You might begin your investigation of the role of this mode in the film by examining the funeral scene. You could make a list of the main characters and the settings they walk through. Then go back and see how these characters and places have been portrayed in the flashback scenes as remembered by Di Vita in Rome on the night before he returns home to Sicily after thirty years.

* Compare and contrast the past and the present in this film under various headings, e.g. people, wealth/poverty, manners, lifestyle, buildings, changes, progress etc.

* Make a selection of five key moments or groups of scenes, that feature the different aspects of Giancaldo and its townspeople, past and present.

* Consult the notes you wrote in your Response Journal for the scenes you have chosen.

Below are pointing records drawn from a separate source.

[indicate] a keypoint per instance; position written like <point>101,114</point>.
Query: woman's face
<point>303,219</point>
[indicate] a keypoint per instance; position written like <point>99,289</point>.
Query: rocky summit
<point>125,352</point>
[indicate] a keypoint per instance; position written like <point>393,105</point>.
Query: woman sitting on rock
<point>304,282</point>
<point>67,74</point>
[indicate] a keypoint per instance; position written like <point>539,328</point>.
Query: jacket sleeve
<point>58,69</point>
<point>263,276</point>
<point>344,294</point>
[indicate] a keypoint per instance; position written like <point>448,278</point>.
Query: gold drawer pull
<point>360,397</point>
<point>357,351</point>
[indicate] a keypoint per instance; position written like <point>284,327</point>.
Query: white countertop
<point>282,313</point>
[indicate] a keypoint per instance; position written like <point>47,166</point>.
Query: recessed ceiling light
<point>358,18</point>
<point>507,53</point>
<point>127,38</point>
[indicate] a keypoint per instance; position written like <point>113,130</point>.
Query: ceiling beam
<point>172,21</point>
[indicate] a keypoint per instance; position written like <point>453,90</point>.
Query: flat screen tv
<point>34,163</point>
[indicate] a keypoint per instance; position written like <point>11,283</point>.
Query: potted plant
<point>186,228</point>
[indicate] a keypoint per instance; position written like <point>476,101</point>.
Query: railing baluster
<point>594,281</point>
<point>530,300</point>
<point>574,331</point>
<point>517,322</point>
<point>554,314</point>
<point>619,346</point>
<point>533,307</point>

* Now answer all the questions in Stage One that relate to the social setting in these scenes.

* People:
For each sequence you have chosen ask yourself questions like:
Who has power in this world in society, in the family, in work?
How is this power used?
What aspects of political life are evident in this sequence?
What values do the people of this world see as important? Do any changes come over their value systems in this sequence?
What is the role of religion in this world? Do any changes come over the Church in this sequence?
Is there a class system operating in this world? How does it show itself? Do any changes come over this system in this sequence?
What is it like to be a child, a woman, a man in this world?
What are the main influences working on these people?
What rituals and customs have the people of Giancaldo?
- When and why do they gather together?
- How do they dress?
- How do they behave towards each other?
* Place:
Make a list of the different locations that are presented to us in the scenes you have chosen.
How are these settings presented to us? How is the atmosphere built up in these settings?
How is Sicily influenced by other parts of the world in this sequence?
* Time:
In the key moments you have chosen what indications are there of the period in which the action is set?
What indications do we get of time moving on?
What aspects of progress do we see in this sequence?
* Imagery:
How is the mise en scène, camera, sound and editing used to get the world of the film across to us?
How are we, the audience, positioned by the camerawork and sound to view the people of this world?
Does the setting work on a symbolic level in this sequence?
Do any of the props take on a symbolic role in this scene?
How is the lighting used in this scene?